Frequently Asked Questions

Common clinical questions about AMITID vs AMRIX, answered by our medical review team.

1. What is the main difference between AMITID and AMRIX?

AMITID is a Tricyclic Antidepressant that works by Amitriptyline inhibits the reuptake of serotonin and norepinephrine, increasing their levels in the synaptic cleft. It also blocks histamine H1, alpha-adrenergic, and muscarinic receptors.. AMRIX is a Muscle Relaxant that works by Centrally acting muscle relaxant; it is the R-enantiomer of baclofen. Agonist at GABA-B receptors in the spinal cord, leading to inhibition of monosynaptic and polysynaptic spinal reflexes, thereby reducing muscle spasticity.. They differ in pharmacokinetic profiles, FDA-approved indications, and side effect profiles.

2. Which is stronger: AMITID or AMRIX?

Potency comparisons between AMITID and AMRIX depend on the specific clinical indication. These are agents from distinct pharmacological classes and are not directly interchangeable by dose. A physician or clinical pharmacist should guide any therapeutic switching decisions.

3. What is the standard dosing for AMITID vs AMRIX?

The standard adult dose of AMITID is: 75–150 mg orally once daily at bedtime; maximum 200 mg daily. For depression, initial dose 25–75 mg/day, titrate up to 150 mg/day. For neuropathic pain, start 10–25 mg at bedtime, increase to 25–100 mg/day.. The standard adult dose of AMRIX is: 15 mg orally once daily. May increase to 30 mg once daily if needed, after at least 1 week. Maximum 30 mg/day.. Dosing should always be individualized based on indication, renal and hepatic function, age, and other patient factors.
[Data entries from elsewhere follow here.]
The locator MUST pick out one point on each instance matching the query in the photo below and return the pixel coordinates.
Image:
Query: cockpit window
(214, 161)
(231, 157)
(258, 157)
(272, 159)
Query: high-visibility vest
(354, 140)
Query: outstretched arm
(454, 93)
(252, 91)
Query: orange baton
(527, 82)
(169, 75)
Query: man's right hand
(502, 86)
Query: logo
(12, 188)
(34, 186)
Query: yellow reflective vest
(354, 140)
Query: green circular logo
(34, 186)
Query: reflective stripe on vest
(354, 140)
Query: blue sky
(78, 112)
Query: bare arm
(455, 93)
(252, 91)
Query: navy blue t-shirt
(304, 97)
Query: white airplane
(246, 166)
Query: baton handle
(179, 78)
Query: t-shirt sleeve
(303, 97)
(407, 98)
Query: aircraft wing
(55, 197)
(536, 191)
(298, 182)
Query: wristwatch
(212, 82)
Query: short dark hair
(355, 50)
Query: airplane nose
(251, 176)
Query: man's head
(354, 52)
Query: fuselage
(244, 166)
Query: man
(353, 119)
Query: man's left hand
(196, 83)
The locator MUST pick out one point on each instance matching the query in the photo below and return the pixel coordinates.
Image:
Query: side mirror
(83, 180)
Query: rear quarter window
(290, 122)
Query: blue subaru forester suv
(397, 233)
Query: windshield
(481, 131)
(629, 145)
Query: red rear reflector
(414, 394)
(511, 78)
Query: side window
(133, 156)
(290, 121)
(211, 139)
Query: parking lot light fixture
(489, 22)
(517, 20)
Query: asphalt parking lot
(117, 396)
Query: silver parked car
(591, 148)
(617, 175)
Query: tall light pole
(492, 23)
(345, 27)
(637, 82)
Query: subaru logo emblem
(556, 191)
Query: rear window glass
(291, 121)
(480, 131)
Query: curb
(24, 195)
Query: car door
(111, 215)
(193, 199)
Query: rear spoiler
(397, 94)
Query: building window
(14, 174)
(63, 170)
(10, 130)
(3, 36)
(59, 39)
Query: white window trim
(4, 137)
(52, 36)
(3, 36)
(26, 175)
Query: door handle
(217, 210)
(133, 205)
4. Can you take AMITID and AMRIX together?

No direct drug-drug interaction has been formally documented between AMITID and AMRIX in current clinical databases. However, individual patient risk factors including other medications, organ function, and comorbidities should always be evaluated by a qualified healthcare provider.

5. Are AMITID and AMRIX safe during pregnancy?
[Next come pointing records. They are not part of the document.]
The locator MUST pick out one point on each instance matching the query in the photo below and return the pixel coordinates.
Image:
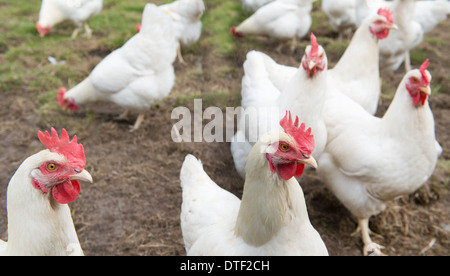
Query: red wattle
(66, 192)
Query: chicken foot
(370, 248)
(180, 57)
(88, 31)
(138, 122)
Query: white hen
(271, 219)
(264, 99)
(414, 19)
(357, 73)
(135, 76)
(430, 13)
(370, 160)
(186, 15)
(395, 49)
(78, 11)
(342, 15)
(281, 19)
(39, 219)
(253, 5)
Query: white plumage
(357, 73)
(414, 19)
(271, 219)
(185, 15)
(341, 13)
(39, 222)
(280, 19)
(369, 160)
(53, 12)
(253, 5)
(268, 90)
(138, 74)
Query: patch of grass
(218, 19)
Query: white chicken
(186, 15)
(281, 19)
(357, 73)
(53, 12)
(342, 15)
(253, 5)
(271, 219)
(39, 219)
(370, 160)
(430, 13)
(264, 98)
(395, 49)
(135, 76)
(414, 19)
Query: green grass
(218, 19)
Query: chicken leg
(138, 122)
(370, 248)
(180, 56)
(407, 61)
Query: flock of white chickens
(328, 124)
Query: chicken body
(187, 26)
(135, 76)
(280, 19)
(271, 219)
(430, 13)
(394, 50)
(53, 12)
(414, 19)
(357, 73)
(342, 14)
(39, 222)
(253, 5)
(370, 160)
(265, 96)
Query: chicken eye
(284, 147)
(51, 166)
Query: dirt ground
(133, 206)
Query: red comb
(303, 137)
(423, 69)
(73, 151)
(386, 13)
(315, 47)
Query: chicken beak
(310, 161)
(426, 90)
(84, 176)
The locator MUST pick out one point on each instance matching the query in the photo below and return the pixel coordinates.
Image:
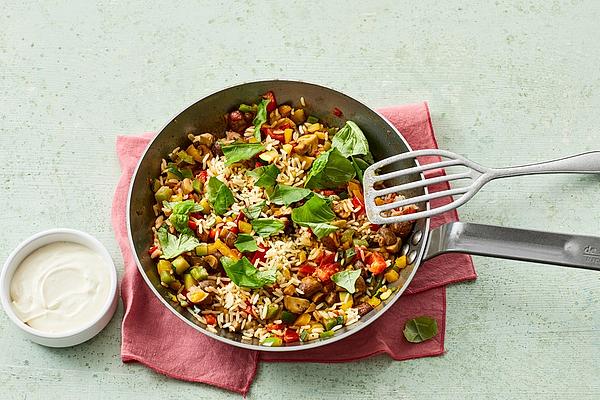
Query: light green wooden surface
(508, 82)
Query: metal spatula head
(387, 203)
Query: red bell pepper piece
(376, 263)
(324, 272)
(196, 215)
(306, 269)
(212, 234)
(272, 102)
(290, 336)
(358, 203)
(274, 327)
(270, 132)
(326, 257)
(259, 255)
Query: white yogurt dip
(60, 287)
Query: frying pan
(424, 243)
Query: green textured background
(508, 82)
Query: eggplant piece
(296, 305)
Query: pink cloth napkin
(155, 337)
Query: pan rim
(283, 349)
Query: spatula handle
(516, 244)
(584, 163)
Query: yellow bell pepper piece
(302, 320)
(244, 227)
(391, 276)
(374, 301)
(287, 135)
(197, 296)
(346, 300)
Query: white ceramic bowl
(76, 336)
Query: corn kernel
(391, 276)
(385, 295)
(197, 296)
(302, 256)
(314, 127)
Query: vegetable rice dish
(261, 230)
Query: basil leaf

The maternal-fetal safety profiles differ. AMITID is classified as Category C. First trimester: Amitriptyline (likely the active ingredient in AMITID) is associated with a small increased risk of congenital malformations, particularly cardiovascular defects, . AMRIX is classified as Category C. Cyclobenzaprine (AMRIX) is classified as FDA Pregnancy Category B. Animal studies have not demonstrated fetal risk, but adequate well-controlled studies in pregnant women are lacki. Always consult a maternal-fetal medicine specialist before taking either drug during pregnancy or lactation.